Yang et. al. in 2018, as shown in Figure 2, measured serum ferritin (SF) in astronauts and verified iron overload increases found by Zwart et al. in 2013 [29]. Increased SF is known to precipitate bone and muscle loss [29] without the presence of LD or MD. As detailed by Krisanova et al. in 2013, LD and MD PM is assisted in traversing the alveolar lung surface through the interaction of Al₂O₃, attaches to the nerve terminals (synaptosomes) in the CNS, and results in increased glutamate binding, manifested via the presence of FeO, Fe₂O₃, and MnO, leading to the disruption of neural homeostasis and improper brain biochemistry in the physiology. This single challenge alone portends serious malfunction, even in the absence of the other three challenges enumerated above [28].

Our final challenge to discuss is the effect of GCR on mammalian and human CNS cells. A great deal of excellent work has been accomplished in the last 12 years, illuminating the heretofore unrealized fragility resident in the mammalian brain. Klein et al. in 2021 and Krishnan et al. in 2021 described how even low dose neutron radiation through the generation of RONS damages the normal operation of the CNS and that chronic low dose exposure negatively effects the hippocampus and the prefrontal cortex, due to altered neurotransmission [14,15]. These studies illuminate the disruption of cellular processes at the DNA and molecular genetic levels [15,16,17]. The central flaw in the previous work of the space radiation community at large was the amount and manner of administration of radiation in acute protocols used in the attempts to mimic actual GCR. The career permissible exposure limit (PEL) found in the NASA Technical Standard 3001 accepts that astronauts will receive as much as 0.3 Gy during a yearlong tour on the International Space Station (ISS) and up to 1.5 Gy to the CNS during a lifetime career dose [30,31]; thus, some previous experimental studies employed from 0.1 to 5.0 Gray (Gy) irradiations. Recently, however, the next step in our understanding of the vulnerability of brain/CNS function has been accomplished by demonstrating that continuous and remarkably low doses of radiation, i.e., 0.18–0.30 Gy, results in an appreciable loss of cognitive function in the mammalian brains of rats and mice [32,33]. If these new detrimental threshold values are reflective of the same “damage” in humans, then an extraordinary problem exists as the prevailing expectation is that astronauts will receive a cumulative GCR radiation dose of at least 0.6 to 1.15 Gy during a 2.5 to 3.0 year mission to Mars [30,31]. These newly realized data are far below the PEL and previously conceptualized expectations.

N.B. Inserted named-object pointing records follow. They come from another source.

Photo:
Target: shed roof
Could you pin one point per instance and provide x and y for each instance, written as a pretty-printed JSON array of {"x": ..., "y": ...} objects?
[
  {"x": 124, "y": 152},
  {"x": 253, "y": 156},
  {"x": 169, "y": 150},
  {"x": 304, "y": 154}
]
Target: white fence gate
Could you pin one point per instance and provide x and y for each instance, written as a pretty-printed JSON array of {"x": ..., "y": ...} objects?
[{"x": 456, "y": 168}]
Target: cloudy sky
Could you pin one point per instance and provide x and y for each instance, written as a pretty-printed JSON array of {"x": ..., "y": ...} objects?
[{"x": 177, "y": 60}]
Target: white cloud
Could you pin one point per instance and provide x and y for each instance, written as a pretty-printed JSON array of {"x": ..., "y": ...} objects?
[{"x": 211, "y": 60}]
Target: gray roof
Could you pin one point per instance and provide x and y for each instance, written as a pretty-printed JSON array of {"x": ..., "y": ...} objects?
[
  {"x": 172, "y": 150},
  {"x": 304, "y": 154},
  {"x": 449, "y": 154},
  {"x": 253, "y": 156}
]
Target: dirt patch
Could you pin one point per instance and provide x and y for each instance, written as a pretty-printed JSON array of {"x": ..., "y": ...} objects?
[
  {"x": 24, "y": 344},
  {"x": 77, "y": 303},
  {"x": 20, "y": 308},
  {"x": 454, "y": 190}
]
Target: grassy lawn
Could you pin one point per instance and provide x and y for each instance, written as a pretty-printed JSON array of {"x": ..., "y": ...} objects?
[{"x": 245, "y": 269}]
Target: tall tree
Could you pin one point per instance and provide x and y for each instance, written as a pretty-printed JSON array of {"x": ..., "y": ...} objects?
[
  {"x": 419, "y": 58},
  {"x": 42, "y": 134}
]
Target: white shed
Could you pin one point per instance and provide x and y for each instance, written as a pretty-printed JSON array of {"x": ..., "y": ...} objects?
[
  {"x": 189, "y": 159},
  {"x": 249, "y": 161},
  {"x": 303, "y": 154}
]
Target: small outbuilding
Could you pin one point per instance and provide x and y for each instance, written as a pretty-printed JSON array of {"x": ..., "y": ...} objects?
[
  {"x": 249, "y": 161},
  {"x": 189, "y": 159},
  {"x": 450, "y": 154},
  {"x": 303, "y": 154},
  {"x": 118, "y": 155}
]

In summary, the four toxic challenges/factors reviewed above—specifically increased high energy radiation (GCR), reduced gravity or microgravity, hypoxia and hyperoxia conditions—observed in each and every EVA and the inevitable inhalation of extremely small Moon or Mars dust and/or regolith PM linked to prolonged planetary exploration [4,5,6,7,8,18,19,20,21,22,23,24,25,26,27,28] constitute a potentially lethal stew in the context of extended exploration missions. Noteworthy research by a plethora of world-class scientists has been conducted in good faith over the last 35 years in an attempt to disentangle and mitigate these challenges, and yet the challenges remain largely unresolved. Clearly, the classically employed reductionist approach to dealing with these complexities has realized only marginal success over substantial years, not to the disparagement of the research participants. The inherent difficulties in modelling these complex conditions simultaneously are incontrovertible, yet our ineradicable position is effective countermeasures will only follow all-inclusive investigational strategies. Therefore, scientists worldwide should be encouraged to embrace a physiological universalism at the molecular and “omic” levels. This includes an envisioned approach to addressing chronic space RONS imbalance and the resultant OSaD as a realistic pivotal target for advancing space habitation.